What is the future of the Hindu nationalism in a country where a sizeable minority population is present?

I think Hindu nationalism as a sentiment and as an ideology is to going stay in India for a very long time. But I also think India is too big a country with all its complexity that the BJP in its current highly centralised form will prevail.

The BJP is dreaming to rule like the Congress party, uninterrupted for 50 years. That is their dream. However, that is highly unlikely. Other political configurations will emerge, some based on elements of Hindu nationalism no doubt, others on the many highly developed regional political identities.

I think Hindu nationalism will be significant in India for a long time, both as a political sentiment and as cultural values. They have changed curricula in schools, placed people in various power centres, in the bureaucracy and much more. That will have a long-term impact. But their dream of governing India in a centralised way in accordance with a uniform set of upper-caste Hindu values and norms is just that. A dream. Real Indians, and the sheer complexity of the country’s communities and expectations, will get in the way.
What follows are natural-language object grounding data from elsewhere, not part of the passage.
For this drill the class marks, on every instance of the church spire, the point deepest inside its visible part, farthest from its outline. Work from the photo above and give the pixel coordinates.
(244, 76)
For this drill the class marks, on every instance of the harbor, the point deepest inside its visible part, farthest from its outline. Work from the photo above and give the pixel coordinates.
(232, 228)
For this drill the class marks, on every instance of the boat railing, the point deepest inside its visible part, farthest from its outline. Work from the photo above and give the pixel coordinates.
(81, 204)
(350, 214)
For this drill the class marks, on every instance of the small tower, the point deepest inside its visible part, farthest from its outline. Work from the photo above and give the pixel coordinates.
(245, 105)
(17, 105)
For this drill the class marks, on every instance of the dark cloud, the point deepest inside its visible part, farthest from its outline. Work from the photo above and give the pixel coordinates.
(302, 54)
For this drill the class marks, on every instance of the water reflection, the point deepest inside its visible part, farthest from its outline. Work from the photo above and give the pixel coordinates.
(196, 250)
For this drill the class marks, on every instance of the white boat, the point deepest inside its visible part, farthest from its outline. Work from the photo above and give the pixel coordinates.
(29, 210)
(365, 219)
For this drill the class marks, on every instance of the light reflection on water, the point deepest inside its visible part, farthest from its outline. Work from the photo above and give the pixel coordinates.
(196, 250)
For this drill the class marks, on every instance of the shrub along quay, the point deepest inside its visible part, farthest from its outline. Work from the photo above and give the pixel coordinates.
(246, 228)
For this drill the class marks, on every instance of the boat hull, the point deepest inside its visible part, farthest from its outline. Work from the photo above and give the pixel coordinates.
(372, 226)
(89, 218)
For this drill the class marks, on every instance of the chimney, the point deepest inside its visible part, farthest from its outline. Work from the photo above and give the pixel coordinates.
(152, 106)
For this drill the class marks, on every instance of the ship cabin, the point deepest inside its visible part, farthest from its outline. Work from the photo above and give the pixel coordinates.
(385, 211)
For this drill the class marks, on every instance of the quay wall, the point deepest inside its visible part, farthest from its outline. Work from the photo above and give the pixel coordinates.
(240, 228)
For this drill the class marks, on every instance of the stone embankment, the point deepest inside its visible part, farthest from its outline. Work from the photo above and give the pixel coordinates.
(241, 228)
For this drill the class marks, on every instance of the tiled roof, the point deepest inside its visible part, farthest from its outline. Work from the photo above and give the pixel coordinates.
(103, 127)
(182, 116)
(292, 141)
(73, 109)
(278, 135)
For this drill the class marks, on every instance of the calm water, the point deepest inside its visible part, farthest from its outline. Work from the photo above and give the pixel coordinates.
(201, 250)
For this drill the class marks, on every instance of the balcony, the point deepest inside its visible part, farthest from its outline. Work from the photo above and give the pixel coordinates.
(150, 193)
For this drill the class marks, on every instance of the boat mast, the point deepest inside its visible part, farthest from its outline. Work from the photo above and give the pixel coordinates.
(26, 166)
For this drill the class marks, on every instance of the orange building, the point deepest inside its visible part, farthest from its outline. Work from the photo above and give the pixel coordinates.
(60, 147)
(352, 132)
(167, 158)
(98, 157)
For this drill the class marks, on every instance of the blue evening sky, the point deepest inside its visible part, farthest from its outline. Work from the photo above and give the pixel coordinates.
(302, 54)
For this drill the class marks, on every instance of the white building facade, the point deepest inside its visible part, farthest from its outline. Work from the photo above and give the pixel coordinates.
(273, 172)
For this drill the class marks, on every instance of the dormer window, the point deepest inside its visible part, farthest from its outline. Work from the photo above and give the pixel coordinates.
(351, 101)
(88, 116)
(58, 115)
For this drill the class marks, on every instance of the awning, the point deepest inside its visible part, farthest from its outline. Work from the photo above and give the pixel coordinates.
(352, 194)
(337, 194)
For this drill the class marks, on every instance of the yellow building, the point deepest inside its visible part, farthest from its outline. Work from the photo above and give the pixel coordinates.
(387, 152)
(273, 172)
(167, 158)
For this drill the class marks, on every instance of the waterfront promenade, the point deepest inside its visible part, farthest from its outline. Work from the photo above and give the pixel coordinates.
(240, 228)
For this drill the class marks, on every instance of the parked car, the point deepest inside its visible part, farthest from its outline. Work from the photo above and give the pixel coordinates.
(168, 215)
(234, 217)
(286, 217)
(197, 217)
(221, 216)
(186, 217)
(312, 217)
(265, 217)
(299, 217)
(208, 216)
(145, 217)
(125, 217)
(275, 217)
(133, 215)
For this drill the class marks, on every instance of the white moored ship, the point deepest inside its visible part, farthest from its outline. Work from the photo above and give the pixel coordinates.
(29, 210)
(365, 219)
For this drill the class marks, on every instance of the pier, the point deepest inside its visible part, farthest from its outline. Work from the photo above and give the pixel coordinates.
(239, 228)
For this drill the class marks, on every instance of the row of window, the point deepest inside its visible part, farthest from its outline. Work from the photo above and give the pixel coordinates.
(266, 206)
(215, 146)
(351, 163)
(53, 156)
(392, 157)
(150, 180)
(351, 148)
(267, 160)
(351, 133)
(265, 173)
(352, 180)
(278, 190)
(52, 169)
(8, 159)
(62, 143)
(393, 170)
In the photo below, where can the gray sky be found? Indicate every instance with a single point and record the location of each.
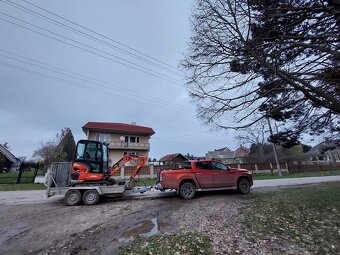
(35, 103)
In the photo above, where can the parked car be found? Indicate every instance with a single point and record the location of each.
(204, 175)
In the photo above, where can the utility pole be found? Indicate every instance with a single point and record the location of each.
(274, 149)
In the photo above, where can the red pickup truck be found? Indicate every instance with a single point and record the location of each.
(204, 175)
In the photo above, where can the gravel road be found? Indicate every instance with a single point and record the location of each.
(32, 224)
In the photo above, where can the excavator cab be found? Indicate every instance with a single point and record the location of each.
(91, 161)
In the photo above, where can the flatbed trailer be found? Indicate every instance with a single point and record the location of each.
(59, 182)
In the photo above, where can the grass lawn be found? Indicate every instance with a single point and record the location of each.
(297, 175)
(185, 243)
(308, 217)
(22, 186)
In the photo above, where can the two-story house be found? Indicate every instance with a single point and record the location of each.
(123, 139)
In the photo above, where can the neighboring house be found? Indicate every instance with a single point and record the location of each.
(227, 156)
(170, 159)
(123, 139)
(8, 162)
(327, 151)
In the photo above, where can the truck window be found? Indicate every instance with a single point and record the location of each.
(203, 165)
(219, 166)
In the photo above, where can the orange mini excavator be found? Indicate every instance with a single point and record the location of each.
(91, 164)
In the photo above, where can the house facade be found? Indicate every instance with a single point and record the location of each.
(123, 139)
(174, 158)
(8, 162)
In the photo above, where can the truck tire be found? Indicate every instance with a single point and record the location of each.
(187, 190)
(72, 197)
(91, 197)
(243, 186)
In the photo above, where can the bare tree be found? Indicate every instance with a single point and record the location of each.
(252, 59)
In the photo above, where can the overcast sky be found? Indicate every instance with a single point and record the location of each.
(79, 79)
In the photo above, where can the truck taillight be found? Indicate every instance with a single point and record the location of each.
(77, 167)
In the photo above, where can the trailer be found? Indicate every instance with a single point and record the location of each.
(59, 182)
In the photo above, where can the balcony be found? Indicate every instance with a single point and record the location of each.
(126, 145)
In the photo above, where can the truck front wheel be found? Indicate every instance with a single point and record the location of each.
(187, 190)
(72, 197)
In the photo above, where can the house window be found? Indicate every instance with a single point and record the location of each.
(131, 139)
(132, 153)
(103, 137)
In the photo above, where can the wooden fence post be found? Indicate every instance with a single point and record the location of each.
(36, 168)
(151, 172)
(122, 172)
(21, 169)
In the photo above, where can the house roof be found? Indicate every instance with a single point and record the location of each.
(223, 149)
(170, 157)
(106, 126)
(241, 152)
(225, 153)
(7, 154)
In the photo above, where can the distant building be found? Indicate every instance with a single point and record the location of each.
(8, 162)
(123, 139)
(327, 151)
(174, 158)
(227, 156)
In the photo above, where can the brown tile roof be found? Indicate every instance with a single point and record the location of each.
(118, 127)
(170, 157)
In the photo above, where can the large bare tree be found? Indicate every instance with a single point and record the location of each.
(253, 59)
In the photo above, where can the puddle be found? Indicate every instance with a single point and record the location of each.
(154, 229)
(147, 229)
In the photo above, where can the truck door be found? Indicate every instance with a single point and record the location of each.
(204, 174)
(223, 177)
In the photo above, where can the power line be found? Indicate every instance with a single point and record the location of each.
(180, 136)
(71, 83)
(85, 78)
(158, 75)
(104, 36)
(34, 13)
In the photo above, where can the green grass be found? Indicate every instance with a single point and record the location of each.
(308, 217)
(184, 243)
(22, 186)
(297, 175)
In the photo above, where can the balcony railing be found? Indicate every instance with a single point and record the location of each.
(126, 145)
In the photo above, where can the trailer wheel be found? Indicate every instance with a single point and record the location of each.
(91, 197)
(187, 190)
(72, 197)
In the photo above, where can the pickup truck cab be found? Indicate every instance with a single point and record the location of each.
(204, 175)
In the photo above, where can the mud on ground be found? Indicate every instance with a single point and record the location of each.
(54, 228)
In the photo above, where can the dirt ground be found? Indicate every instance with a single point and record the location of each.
(53, 228)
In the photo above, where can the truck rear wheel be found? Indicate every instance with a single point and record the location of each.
(72, 197)
(187, 190)
(243, 186)
(90, 197)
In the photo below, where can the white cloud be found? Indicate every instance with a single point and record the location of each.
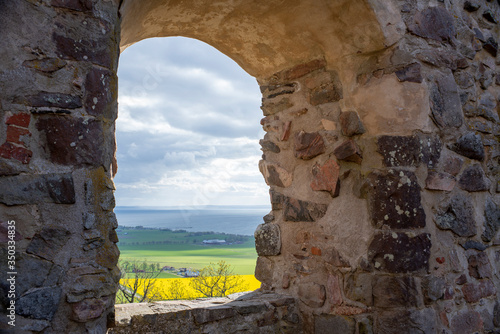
(188, 127)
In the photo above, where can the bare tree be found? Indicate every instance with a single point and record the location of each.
(217, 280)
(137, 285)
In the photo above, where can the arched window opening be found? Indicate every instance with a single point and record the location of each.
(189, 193)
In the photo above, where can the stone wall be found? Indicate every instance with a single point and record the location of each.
(381, 152)
(384, 180)
(239, 313)
(58, 63)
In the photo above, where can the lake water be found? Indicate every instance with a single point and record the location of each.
(228, 219)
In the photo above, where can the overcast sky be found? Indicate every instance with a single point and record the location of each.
(188, 127)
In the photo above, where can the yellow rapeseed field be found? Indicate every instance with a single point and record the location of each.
(180, 288)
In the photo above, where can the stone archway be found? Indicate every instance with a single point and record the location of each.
(381, 154)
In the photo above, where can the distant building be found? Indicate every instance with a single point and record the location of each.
(214, 241)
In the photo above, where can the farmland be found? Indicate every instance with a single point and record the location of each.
(186, 249)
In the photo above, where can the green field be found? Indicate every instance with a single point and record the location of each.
(186, 249)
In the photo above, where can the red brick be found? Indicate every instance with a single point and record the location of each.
(14, 134)
(315, 251)
(22, 120)
(10, 151)
(326, 177)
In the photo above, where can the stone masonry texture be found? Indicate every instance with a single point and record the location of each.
(381, 153)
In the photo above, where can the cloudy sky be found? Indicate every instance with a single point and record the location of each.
(188, 127)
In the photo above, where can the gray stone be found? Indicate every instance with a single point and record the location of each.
(334, 324)
(204, 315)
(350, 124)
(33, 189)
(264, 270)
(408, 322)
(395, 200)
(491, 220)
(479, 266)
(472, 244)
(399, 151)
(308, 145)
(359, 288)
(433, 288)
(40, 303)
(473, 179)
(396, 291)
(445, 102)
(435, 23)
(48, 242)
(496, 314)
(349, 151)
(301, 211)
(89, 220)
(459, 217)
(268, 145)
(466, 322)
(400, 252)
(470, 145)
(410, 73)
(268, 239)
(312, 294)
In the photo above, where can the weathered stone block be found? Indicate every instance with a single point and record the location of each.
(46, 65)
(470, 145)
(77, 5)
(415, 321)
(50, 100)
(39, 304)
(491, 220)
(396, 291)
(268, 145)
(359, 288)
(48, 242)
(20, 119)
(88, 309)
(334, 324)
(312, 294)
(459, 217)
(326, 93)
(440, 181)
(410, 73)
(349, 151)
(351, 124)
(308, 145)
(400, 252)
(108, 255)
(277, 199)
(202, 316)
(445, 102)
(395, 200)
(264, 270)
(270, 107)
(33, 189)
(301, 211)
(73, 141)
(10, 151)
(434, 23)
(93, 50)
(466, 322)
(275, 175)
(433, 288)
(268, 239)
(326, 177)
(479, 266)
(473, 179)
(100, 93)
(300, 70)
(398, 151)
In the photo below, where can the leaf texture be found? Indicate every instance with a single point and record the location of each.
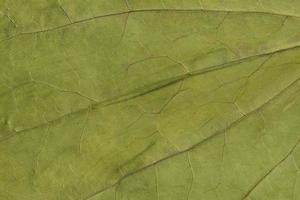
(145, 100)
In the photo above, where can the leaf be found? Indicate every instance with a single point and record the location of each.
(143, 100)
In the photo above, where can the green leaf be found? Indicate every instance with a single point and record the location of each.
(145, 100)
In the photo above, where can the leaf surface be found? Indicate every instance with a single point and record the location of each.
(155, 99)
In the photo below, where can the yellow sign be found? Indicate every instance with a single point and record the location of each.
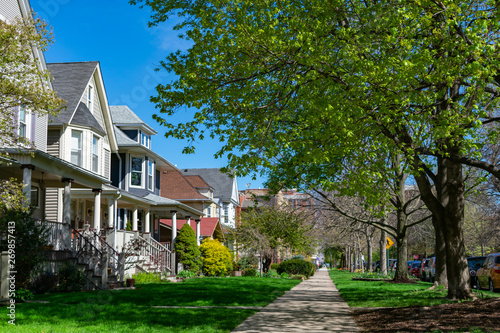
(389, 243)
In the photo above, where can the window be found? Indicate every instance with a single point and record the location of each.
(22, 121)
(95, 154)
(144, 139)
(89, 98)
(76, 147)
(34, 196)
(150, 175)
(136, 174)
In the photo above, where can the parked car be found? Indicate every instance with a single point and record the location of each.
(430, 270)
(415, 268)
(424, 270)
(488, 276)
(474, 263)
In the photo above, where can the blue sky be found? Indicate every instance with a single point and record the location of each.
(116, 34)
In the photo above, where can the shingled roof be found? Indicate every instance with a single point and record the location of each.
(221, 182)
(69, 81)
(175, 186)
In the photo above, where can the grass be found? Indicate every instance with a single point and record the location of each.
(131, 311)
(385, 294)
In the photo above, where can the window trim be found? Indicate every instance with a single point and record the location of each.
(150, 175)
(95, 144)
(90, 97)
(132, 171)
(80, 148)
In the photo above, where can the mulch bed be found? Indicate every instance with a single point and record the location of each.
(481, 313)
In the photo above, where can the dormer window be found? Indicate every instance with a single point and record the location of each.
(89, 98)
(145, 139)
(150, 175)
(95, 154)
(136, 172)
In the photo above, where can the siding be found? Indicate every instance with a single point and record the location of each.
(53, 142)
(51, 203)
(40, 134)
(107, 163)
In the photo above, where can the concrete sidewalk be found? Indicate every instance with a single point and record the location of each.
(314, 305)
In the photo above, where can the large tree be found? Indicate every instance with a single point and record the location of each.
(318, 80)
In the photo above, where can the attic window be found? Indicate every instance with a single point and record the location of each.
(145, 139)
(89, 98)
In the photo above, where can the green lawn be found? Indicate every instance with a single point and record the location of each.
(131, 311)
(385, 294)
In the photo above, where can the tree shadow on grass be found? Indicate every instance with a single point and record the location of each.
(85, 317)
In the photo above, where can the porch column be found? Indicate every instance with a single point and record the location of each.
(146, 221)
(174, 236)
(67, 200)
(27, 169)
(134, 219)
(97, 208)
(111, 213)
(174, 227)
(198, 231)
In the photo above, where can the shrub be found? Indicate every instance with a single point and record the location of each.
(248, 261)
(186, 274)
(186, 248)
(70, 279)
(145, 277)
(271, 273)
(217, 260)
(250, 272)
(23, 295)
(297, 266)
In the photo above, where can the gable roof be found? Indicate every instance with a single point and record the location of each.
(83, 116)
(123, 116)
(197, 181)
(174, 185)
(209, 226)
(221, 182)
(69, 82)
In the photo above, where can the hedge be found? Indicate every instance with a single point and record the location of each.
(297, 266)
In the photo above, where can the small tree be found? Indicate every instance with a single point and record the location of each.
(188, 253)
(217, 260)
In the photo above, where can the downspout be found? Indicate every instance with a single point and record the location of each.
(116, 219)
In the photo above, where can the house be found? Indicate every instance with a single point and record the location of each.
(225, 191)
(206, 227)
(193, 191)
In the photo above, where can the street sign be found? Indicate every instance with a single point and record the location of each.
(389, 243)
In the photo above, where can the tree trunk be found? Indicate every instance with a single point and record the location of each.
(383, 256)
(369, 248)
(441, 277)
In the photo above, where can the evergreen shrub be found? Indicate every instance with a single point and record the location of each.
(297, 266)
(217, 260)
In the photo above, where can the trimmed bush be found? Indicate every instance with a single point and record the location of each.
(186, 247)
(250, 272)
(297, 266)
(217, 260)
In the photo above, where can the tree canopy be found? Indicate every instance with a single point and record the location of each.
(300, 86)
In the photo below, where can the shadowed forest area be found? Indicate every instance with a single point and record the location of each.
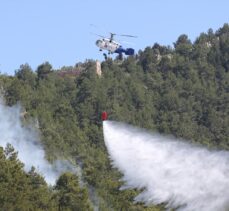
(182, 91)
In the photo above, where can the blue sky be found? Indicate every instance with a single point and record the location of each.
(58, 31)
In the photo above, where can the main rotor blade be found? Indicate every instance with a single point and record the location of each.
(97, 34)
(127, 35)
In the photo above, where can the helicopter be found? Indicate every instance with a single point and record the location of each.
(112, 46)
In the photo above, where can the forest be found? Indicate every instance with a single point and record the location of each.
(182, 90)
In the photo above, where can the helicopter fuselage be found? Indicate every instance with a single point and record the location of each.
(106, 44)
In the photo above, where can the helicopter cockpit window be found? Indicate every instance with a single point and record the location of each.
(98, 42)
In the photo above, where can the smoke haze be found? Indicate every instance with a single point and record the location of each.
(26, 142)
(183, 176)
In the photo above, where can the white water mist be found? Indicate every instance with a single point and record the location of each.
(26, 142)
(183, 176)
Just wait and see.

How has the growth of Hindu nationalist movements changed Muslim religious movements in the country?

The most dangerous game played by the RSS and the BJP is the attempt at pushing India’s Muslims even further against the wall, so to speak. One cannot do that to almost 200 million people forever without some consequence. Muslims in India—and this is a large and very diverse category of communities—are today poorer, less educated, more marginalised from the economy and less politically represented in the Lok Sabha and in the States than at any point since Independence.

I am full of admiration for the calm and stoic dignity that the vast majority of Muslims retain in the face on the unrelenting onslaught on their rights and livelihoods. But it also heartbreaking and simply cruel to watch. India’s Muslims have little political voice except for AIMIM [All India Majlis-e-Ittehadul Muslimeen] and a few other parties. Yet, it is disheartening, to say the least, to see how afraid many of the opposition parties are of openly defending the rights of Muslims, and instead invoke a nostalgic discourse of secularism, which feels a bit tired by now.

Mamata Banerjee may be the only exception here and she deserves credit for that. India’s Muslims deserve a better and bolder leadership that can address not just the religious values of Muslims but also the problems of deep poverty and marginality, of social segregation, victimisation by the police, gender disparities, and deep divisions along lines of caste and sect. But such innovation is difficult to achieve when surrounded by hostility on all sides.

Abhish K. Bose is a journalist based in Kerala.